BOSTON (AP) – Two Massachusetts dairies, in a bid to compete with organic milk producers, are demanding that regional farmer cooperatives supply them with milk from cows that have not been injected with synthetic growth hormones.

Over the next few weeks, Hood, which operates a plant in Agawam, and Dean Foods, which operates the Garelick plant in Franklin, plan to begin shipping bottled milk to stores with labels that read “no artificial growth hormones.”

“The phenomenal success of organic milk, with growth rates of 20 percent or more, is driving our demand for milk from cows not treated with artificial growth hormones,” John Kaneb, the chief executive of Chelsea-based H.P. Hood, told The Boston Globe in an interview published Monday.

Nationally, sales of organic milk have doubled over the last three years to $1.1 billion, according to the Organic Trade Association in Greenfield, despite the fact that organic milk costs $6 to $7.50 a gallon, compared to $2.50 to $3.50 for conventional milk.

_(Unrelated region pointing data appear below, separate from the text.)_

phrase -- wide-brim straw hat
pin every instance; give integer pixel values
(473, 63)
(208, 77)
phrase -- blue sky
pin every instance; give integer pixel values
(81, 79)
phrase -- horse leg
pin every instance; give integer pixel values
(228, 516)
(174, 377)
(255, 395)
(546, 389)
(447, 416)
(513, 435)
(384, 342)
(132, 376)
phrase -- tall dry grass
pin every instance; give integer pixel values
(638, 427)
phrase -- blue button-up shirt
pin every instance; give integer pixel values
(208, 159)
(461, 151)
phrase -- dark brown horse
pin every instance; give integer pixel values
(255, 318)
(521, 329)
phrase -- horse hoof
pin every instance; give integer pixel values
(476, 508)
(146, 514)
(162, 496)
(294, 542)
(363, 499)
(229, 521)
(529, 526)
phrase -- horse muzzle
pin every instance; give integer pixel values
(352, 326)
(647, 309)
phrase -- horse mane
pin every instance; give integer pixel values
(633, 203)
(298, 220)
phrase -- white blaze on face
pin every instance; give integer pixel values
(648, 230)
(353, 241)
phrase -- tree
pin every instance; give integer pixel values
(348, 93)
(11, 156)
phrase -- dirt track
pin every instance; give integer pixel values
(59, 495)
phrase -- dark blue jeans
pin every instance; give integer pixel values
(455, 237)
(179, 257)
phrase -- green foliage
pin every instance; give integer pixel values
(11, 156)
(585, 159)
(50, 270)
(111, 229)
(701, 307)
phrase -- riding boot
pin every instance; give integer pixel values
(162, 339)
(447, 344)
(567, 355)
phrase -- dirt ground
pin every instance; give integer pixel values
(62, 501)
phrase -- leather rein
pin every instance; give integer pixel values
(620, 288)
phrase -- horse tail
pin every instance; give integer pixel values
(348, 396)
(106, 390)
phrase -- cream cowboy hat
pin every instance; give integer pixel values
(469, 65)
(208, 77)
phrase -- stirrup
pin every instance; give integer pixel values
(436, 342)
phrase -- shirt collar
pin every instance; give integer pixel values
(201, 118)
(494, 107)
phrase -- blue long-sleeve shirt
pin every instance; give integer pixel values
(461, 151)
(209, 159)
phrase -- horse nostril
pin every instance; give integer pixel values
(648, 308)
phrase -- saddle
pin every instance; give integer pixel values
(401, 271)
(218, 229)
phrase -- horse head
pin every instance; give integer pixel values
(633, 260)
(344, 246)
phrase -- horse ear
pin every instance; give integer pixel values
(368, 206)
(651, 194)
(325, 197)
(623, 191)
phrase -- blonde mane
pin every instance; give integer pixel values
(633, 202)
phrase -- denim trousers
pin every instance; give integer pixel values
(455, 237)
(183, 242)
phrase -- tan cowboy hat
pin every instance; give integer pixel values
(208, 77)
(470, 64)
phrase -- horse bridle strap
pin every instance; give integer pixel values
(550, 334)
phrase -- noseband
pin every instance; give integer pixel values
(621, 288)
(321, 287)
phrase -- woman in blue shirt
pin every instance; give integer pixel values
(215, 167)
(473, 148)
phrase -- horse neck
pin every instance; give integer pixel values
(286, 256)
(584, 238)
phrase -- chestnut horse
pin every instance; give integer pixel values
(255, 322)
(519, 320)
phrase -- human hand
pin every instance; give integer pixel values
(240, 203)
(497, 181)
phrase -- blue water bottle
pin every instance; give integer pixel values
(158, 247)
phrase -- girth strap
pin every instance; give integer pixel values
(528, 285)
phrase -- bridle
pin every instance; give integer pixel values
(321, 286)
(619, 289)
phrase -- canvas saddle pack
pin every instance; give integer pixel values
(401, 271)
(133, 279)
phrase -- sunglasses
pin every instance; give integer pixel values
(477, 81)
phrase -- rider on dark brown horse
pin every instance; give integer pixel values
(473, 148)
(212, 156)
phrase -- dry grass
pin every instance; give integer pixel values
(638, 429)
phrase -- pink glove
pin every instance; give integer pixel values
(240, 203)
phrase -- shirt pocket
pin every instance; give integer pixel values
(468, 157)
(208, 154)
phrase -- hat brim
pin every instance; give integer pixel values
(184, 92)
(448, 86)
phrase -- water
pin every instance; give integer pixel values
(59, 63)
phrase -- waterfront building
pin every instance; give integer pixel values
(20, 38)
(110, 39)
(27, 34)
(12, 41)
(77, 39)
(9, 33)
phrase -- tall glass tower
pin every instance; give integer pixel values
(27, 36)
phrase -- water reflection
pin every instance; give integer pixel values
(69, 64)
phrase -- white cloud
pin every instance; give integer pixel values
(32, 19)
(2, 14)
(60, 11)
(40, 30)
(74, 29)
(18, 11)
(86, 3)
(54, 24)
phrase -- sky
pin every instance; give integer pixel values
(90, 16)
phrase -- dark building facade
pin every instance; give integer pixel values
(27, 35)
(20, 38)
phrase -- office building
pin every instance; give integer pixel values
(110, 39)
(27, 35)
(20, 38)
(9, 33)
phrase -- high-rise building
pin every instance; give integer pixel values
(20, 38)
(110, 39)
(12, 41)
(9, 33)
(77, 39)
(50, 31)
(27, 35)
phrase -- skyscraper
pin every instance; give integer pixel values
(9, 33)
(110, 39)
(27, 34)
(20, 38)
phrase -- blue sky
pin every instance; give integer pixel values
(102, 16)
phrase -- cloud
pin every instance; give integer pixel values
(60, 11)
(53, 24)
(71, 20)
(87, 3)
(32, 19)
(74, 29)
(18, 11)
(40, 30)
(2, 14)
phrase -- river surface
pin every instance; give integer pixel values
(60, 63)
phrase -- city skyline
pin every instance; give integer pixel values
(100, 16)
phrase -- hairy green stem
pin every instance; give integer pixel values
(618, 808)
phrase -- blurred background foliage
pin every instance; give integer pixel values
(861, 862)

In late 2003, Oakhurst Dairy in Maine and Monsanto, a maker of growth hormones, signed an agreement to resolve a lawsuit that Monsanto had filed over Oakhurst’s labeling and marketing of its milk.

Monsanto’s lawsuit said Oakhurst’s claim that its farmers don’t use artificial growth hormones in their milk production was misleading and implied that something is wrong with growth hormones.

Under the agreement, Oakhurst was allowed to use milk labels that read, “Our Farmers’ Pledge: No Artificial Growth Hormone Used.” Its previous label did not have the word “used.”

Labels were also to carry a message saying the U.S. Food and Drug Administration had found no significant difference in milk from cows treated with growth hormones.

Smaller dairies have been marketing conventional milk produced without synthetic hormones, but the changes taking place now in southern New England represent the first large-scale conversion in the country, the Globe reported. Marguerite Copel, a spokeswoman for Dallas-based Dean Foods, said Dean intends to see how consumers react to its new Garelick milk before expanding its hormone-free operations.

“Even though conventional milk is completely safe, and Posilac (the brand name for synthetic hormones marketed by Monsanto Corp. of St. Louis) is completely safe, some people don’t feel comfortable with it,” Copel said.

Under federal standards, organic milk is from cows not treated with artificial growth hormones that boost milk production. Also, the cows are fed only organically grown food, and can graze in pastures.

Since there is no test that dairies can use to distinguish between artificial and naturally occurring growth hormones, processors are asking farmers to sign affidavits stating that they don’t use artificial growth hormones.